RNB — Antes a esquerda debatia
a centralidade operaria, hoje, devemos, talvez, avaliar a existência
de uma nova centralidade constituída pelo movimento dos setores
sociais gradualmente excluídos dos ciclos de produção?
João Pedro Stédile: «A esquerda
brasileira sempre foi muito colonizada pela esquerda européia. Em
todas suas correntes. E por isso tivemos poucos pensadores
brasileiros, que pensaram um projeto popular para o Brasil.
Tivemos como disse o Caio Prado, o Florestan, o Rui Mauro, e todos
eles não foram considerados nas teses principais dos partidos de
esquerda. Evidentemente que os processos de mudança social, nos
paises periféricos são muito mais complexos, e exigem grandes
mobilizações de massa, grandes movimentos sociais. E não apenas
cair no reducionismo do sindicato, do partido operário
industrial, clássico, que na Europa foi possível. E houve outras
lições históricas no terceiro mundo muito importantes, no
passado e mais recente, que infelizmente não soubemos apreender.
Devemos estimular todas as formas
de organização social e todas as formas de lutas populares, e
articulá-las rumo a um objetivo comum, de construir um outro
modelo econômico, um novo regime político democrático e popular
e de novas bases para nossa sociedade. Sem se preocupar com rótulos,
mas com processos de mudanças sociais.»
RNB — Toni Negri aprofundou a
questão do imperialismo chegando à conclusão de que os EUA não
reúnem mais as características de país imperialista
tradicional, vindo, portanto, a desempenhar o papel mais perigoso
de nação responsável da implementação do novo Império. Qual
sua opinião?
João Pedro Stédile: «Tenho lido
bastante e ouvido muitas palestras e participado de diversos
encontros internacionais. Há um consenso na esquerda de que os
Estados Unidos são a potência econômica, militar e política
que ainda hegemoniza o imperialismo e está ainda em ofensiva. A
novidade é que sua hegemonia é tão grande que conseguiu
submeter vários organismos internacionais como a própria ONU, a
OMC, o FMI, o Banco Mundial, a OTAN, para que apliquem as políticas
que interessam apenas ao capital norte-americano.
Quando as forças populares do
mundo conseguirão reverter esse quadro ninguém sabe.
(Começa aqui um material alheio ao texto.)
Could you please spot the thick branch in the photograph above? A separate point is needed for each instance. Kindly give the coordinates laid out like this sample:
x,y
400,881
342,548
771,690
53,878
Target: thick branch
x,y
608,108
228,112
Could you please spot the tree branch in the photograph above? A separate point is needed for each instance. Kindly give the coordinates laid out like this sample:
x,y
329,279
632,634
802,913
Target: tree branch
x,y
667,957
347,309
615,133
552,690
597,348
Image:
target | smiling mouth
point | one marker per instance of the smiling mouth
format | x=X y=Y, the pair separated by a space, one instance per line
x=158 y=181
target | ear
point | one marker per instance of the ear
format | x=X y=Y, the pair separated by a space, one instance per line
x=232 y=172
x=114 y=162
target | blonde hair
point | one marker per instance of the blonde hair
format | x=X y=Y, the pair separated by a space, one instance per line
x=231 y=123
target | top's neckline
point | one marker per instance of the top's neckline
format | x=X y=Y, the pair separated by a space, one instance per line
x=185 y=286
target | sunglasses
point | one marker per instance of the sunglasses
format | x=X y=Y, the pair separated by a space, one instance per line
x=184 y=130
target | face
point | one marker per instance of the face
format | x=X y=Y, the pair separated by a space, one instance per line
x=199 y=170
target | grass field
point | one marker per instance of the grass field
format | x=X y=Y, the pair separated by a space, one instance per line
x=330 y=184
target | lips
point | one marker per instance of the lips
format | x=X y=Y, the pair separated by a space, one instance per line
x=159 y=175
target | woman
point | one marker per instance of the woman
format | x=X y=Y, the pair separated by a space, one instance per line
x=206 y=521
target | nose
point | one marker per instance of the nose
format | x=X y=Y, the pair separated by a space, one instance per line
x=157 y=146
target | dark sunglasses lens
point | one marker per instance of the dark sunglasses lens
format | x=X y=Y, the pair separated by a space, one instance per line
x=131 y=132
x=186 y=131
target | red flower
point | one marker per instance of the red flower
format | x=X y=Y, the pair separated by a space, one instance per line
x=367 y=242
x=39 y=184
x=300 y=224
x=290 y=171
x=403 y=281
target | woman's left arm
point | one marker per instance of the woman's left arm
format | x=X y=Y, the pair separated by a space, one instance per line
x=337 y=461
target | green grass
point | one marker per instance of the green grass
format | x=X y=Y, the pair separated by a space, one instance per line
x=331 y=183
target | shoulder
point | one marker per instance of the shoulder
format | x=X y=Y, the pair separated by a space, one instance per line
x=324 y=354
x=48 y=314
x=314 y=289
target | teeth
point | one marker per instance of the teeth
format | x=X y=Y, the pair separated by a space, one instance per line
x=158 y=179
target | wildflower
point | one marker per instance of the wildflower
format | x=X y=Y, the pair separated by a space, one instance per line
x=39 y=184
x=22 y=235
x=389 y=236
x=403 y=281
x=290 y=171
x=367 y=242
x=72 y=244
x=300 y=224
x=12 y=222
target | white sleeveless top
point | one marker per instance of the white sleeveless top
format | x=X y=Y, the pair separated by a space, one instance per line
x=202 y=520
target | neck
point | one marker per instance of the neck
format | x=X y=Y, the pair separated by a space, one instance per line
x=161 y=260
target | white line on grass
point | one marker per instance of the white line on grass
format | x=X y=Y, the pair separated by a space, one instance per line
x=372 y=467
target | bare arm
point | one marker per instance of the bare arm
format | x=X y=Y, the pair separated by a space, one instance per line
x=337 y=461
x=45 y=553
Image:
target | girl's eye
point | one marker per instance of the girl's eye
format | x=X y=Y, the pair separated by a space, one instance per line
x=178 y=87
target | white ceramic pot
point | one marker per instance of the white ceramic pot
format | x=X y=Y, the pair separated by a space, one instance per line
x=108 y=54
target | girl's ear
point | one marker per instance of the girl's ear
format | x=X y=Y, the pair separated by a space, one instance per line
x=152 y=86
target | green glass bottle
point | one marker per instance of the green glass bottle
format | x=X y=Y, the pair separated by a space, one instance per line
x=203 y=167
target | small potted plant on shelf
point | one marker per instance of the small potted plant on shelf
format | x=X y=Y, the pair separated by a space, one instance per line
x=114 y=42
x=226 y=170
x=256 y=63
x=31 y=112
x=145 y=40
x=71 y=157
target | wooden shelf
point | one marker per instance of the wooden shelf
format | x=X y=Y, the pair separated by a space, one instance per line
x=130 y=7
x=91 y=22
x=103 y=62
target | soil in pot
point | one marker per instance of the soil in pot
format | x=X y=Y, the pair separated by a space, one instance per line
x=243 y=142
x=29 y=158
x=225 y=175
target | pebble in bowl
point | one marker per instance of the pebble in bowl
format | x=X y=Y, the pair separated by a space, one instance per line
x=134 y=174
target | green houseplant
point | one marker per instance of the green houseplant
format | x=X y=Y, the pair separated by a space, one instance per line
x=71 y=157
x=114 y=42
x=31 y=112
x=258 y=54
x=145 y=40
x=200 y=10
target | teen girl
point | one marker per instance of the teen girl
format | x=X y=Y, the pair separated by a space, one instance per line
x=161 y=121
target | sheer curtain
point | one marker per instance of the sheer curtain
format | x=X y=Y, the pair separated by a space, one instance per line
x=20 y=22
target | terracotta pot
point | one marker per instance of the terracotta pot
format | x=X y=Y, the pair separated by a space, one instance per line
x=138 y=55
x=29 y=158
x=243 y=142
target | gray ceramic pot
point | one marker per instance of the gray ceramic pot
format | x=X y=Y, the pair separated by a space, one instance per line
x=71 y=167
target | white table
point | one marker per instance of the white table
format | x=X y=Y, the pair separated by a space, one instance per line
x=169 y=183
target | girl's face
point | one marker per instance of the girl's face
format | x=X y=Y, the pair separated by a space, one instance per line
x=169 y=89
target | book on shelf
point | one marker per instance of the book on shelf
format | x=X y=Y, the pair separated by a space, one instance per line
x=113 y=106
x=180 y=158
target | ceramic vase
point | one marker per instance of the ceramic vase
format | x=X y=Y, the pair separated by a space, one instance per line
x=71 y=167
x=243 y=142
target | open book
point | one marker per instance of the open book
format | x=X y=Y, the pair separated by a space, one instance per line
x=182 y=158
A única
coisa que sabemos que ele não é eterno, e que tampouco
representa solução para o avanço da humanidade e para solução
dos problemas sociais básicos no mundo. Ao contrário, nessa fase
do imperialismo norte-americano, o desemprego, a desigualdade
social, as diferenças norte-sul, a fome, e a mortalidade
infantil, nunca cresceram tanto. Portanto, as contradições econômicas
e sociais devem aumentar. E como advertia Gramsci, "nenhuma
potência consegue manter sua hegemonia apenas pelo poder econômico
e militar... um dia povo se levantará!"